LA ARAÑA
Apenas subí al tren vi la araña sobre el hombro de la señorita. La joven, muy bonita por cierto, tenía los ojos cerrados y escuchaba música por sus auriculares. A su lado estaba sentada una señora mayor, que tampoco se había dado cuenta de nada. Yo me senté enfrente.

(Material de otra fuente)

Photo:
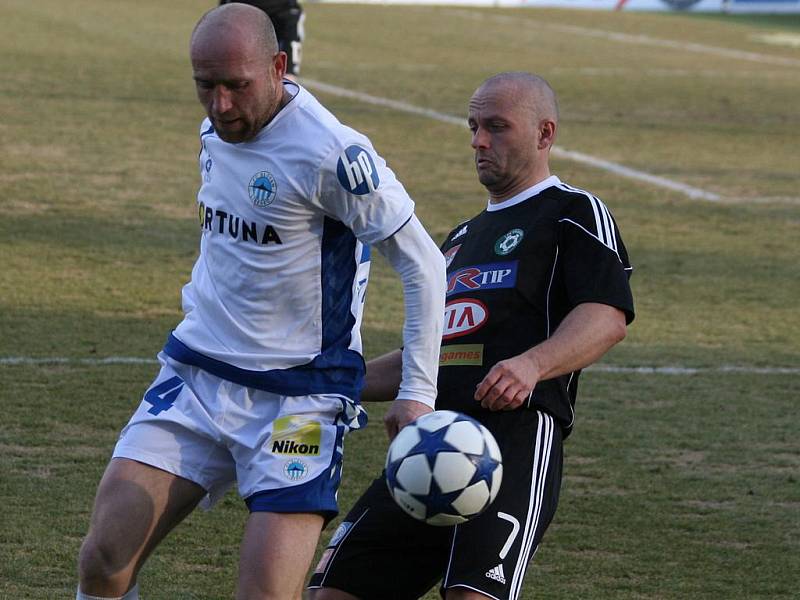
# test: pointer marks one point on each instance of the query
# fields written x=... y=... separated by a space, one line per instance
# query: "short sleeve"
x=595 y=260
x=356 y=187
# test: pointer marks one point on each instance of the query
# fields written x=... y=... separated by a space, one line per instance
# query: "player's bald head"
x=235 y=27
x=525 y=91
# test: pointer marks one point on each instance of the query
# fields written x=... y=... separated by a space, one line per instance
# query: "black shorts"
x=381 y=553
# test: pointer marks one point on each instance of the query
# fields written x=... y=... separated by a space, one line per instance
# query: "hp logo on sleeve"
x=356 y=171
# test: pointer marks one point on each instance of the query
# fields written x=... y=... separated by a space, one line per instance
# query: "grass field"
x=676 y=485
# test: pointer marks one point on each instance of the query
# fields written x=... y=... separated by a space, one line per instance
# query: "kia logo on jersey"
x=463 y=316
x=483 y=277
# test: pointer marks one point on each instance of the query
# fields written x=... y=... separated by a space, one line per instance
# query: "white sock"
x=131 y=594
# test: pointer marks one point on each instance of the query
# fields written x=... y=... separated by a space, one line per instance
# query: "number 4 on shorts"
x=162 y=396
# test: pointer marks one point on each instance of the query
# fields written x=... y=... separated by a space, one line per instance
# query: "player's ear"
x=279 y=64
x=547 y=133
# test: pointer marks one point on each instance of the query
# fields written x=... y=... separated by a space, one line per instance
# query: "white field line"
x=600 y=368
x=628 y=38
x=579 y=157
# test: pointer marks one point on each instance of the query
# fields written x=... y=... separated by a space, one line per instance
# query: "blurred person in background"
x=288 y=19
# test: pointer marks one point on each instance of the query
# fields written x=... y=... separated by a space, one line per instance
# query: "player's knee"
x=103 y=560
x=329 y=594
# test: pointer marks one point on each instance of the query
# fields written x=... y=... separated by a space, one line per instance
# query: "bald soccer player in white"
x=261 y=380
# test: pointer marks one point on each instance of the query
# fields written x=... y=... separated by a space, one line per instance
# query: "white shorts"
x=285 y=452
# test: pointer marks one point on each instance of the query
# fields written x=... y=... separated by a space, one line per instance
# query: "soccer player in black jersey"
x=288 y=18
x=537 y=290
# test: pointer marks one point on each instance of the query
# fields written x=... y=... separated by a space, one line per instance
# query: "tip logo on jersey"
x=356 y=171
x=482 y=277
x=262 y=189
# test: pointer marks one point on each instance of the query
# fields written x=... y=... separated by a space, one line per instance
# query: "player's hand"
x=508 y=384
x=401 y=413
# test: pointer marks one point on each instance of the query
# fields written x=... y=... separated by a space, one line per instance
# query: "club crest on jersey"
x=262 y=189
x=506 y=243
x=356 y=171
x=449 y=255
x=483 y=277
x=459 y=233
x=295 y=470
x=463 y=316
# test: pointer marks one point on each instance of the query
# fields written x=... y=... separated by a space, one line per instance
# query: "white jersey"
x=276 y=296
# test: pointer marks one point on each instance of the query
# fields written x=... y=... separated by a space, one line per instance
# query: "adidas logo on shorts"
x=497 y=574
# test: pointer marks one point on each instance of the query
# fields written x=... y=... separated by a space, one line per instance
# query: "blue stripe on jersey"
x=337 y=369
x=338 y=272
x=346 y=378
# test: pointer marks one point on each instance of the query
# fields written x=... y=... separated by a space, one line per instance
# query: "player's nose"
x=480 y=138
x=221 y=100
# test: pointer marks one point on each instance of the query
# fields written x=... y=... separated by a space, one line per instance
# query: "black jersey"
x=514 y=272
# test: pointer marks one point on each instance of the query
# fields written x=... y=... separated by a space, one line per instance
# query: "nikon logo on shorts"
x=460 y=355
x=296 y=436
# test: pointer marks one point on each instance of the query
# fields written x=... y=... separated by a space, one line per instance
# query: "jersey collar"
x=524 y=194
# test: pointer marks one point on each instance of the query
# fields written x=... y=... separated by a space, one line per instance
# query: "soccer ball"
x=444 y=468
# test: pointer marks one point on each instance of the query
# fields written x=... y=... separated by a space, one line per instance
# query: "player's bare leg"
x=276 y=554
x=330 y=594
x=135 y=507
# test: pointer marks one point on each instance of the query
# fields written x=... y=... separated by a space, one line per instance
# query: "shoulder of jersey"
x=585 y=210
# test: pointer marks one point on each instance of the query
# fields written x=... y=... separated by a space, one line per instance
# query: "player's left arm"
x=421 y=267
x=585 y=334
x=356 y=187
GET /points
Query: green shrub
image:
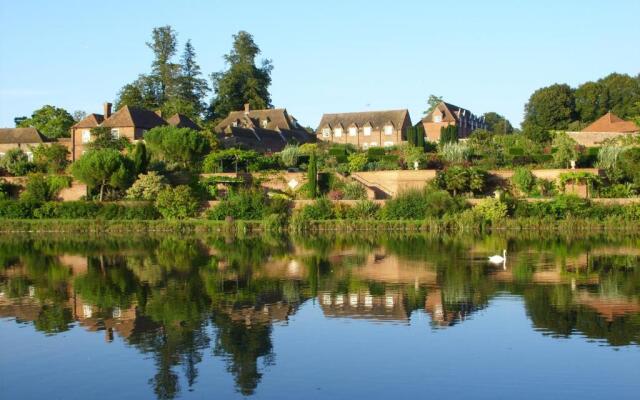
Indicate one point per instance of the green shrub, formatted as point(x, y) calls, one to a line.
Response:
point(177, 203)
point(491, 209)
point(248, 205)
point(354, 191)
point(523, 180)
point(321, 209)
point(14, 209)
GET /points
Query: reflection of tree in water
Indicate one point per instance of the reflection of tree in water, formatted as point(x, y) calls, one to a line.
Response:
point(242, 345)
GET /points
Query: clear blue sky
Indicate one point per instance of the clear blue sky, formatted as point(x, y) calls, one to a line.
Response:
point(329, 56)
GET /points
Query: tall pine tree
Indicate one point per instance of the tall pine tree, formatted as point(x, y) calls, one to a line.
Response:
point(243, 82)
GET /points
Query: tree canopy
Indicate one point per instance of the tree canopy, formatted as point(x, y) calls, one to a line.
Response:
point(243, 82)
point(53, 122)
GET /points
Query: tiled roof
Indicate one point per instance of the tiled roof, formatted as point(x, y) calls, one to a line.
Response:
point(612, 123)
point(129, 116)
point(276, 118)
point(182, 121)
point(377, 119)
point(90, 121)
point(21, 135)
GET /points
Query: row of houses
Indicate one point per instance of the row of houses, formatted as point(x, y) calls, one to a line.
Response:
point(270, 130)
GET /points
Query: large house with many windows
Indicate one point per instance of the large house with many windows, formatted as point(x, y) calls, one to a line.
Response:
point(128, 122)
point(365, 129)
point(445, 114)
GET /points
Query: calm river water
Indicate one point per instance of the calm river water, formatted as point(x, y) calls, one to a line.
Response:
point(165, 317)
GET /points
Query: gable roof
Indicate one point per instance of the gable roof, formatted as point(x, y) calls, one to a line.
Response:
point(90, 121)
point(451, 112)
point(611, 123)
point(182, 121)
point(377, 119)
point(136, 117)
point(21, 135)
point(277, 118)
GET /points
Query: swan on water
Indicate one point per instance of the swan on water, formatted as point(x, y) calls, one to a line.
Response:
point(499, 259)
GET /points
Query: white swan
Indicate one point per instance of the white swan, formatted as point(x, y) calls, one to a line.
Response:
point(499, 259)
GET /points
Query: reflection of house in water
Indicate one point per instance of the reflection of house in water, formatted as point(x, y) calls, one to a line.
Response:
point(364, 305)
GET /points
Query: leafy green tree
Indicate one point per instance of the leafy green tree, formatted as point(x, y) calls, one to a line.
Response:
point(592, 101)
point(165, 73)
point(181, 146)
point(289, 155)
point(433, 102)
point(357, 161)
point(549, 108)
point(102, 138)
point(177, 203)
point(312, 175)
point(103, 168)
point(243, 82)
point(497, 123)
point(623, 94)
point(16, 162)
point(50, 158)
point(51, 121)
point(192, 88)
point(214, 162)
point(566, 149)
point(147, 187)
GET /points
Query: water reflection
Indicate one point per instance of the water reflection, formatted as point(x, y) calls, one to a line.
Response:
point(177, 299)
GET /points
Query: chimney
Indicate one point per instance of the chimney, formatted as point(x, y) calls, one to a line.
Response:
point(107, 110)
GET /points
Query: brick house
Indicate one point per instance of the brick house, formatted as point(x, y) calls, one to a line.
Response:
point(265, 131)
point(128, 122)
point(609, 126)
point(445, 114)
point(365, 129)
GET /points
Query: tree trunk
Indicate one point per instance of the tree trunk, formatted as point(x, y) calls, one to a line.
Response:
point(102, 190)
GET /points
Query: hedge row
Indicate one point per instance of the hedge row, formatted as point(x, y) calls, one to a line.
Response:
point(15, 209)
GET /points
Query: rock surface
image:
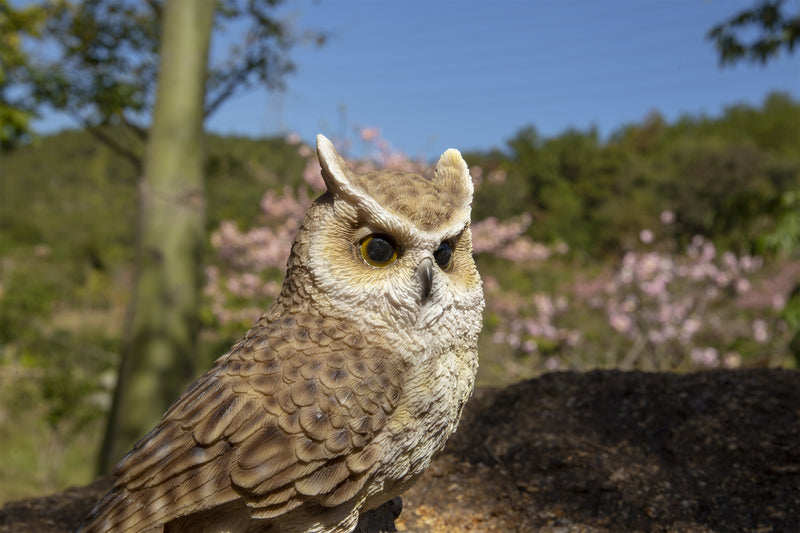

La araña estaba quieta, o apenas si movía una pata. Se ve que se sentía segura ahí escondida, aunque era imposible no distinguir su cuerpo tan negro sobre el fucsia furioso del vestido de la señorita. Pero ella seguía como dormida y la señora de al lado…, ella no hubiese notado ni un elefante colgando de sus propios anteojos. Yo no sabía qué hacer, porque veía cómo le apuntaba los colmillos directamente a su cuello. ¡Podía atacarla en cualquier momento!
Cada tanto, la señorita se despertaba, y entonces yo intentaba hacerle una seña, pero ella enseguida miraba para la ventana, se quedaba así unos segundos, y volvía a su música y a sus ojos cerrados. Ni me registraba, igual que a la araña. Y esta, tan silenciosa, tan negra, tan inmóvil… ¿sería venenosa? Pero un valiente no es quien le avisa al otro que tiene un problema, sino el que se lo resuelve. Y a la señora de al lado no se le podía pedir gran cosa… Entonces junté coraje, me levanté, me acerqué a la señorita y le barrí la araña del hombro con la mano. Ella se sacó los auriculares y me miró horrorizada, como a un bicho asqueroso. Recuerdo muy bien lo que me dijo:
–¿Pero qué hacés, tarado?
La araña, o el estampado negro que tenía en el hombro de la camisa, no se había movido. Lo mismo que otras manchas idénticas, en la espalda, el codo y otros rincones, que adornaban el vestido y que yo no había visto desde mi asiento.
Creo que alcancé a pedirle perdón, cuando el tren frenó en la estación Salsipuedes. Apenas se abrieron las puertas, salté al andén, aunque todavía faltaban dos estaciones para bajarme. Pero no importaba, necesitaba caminar un poco y tomar aire fresco. Además, estaba llegando un poco temprano a mi turno con el oculista.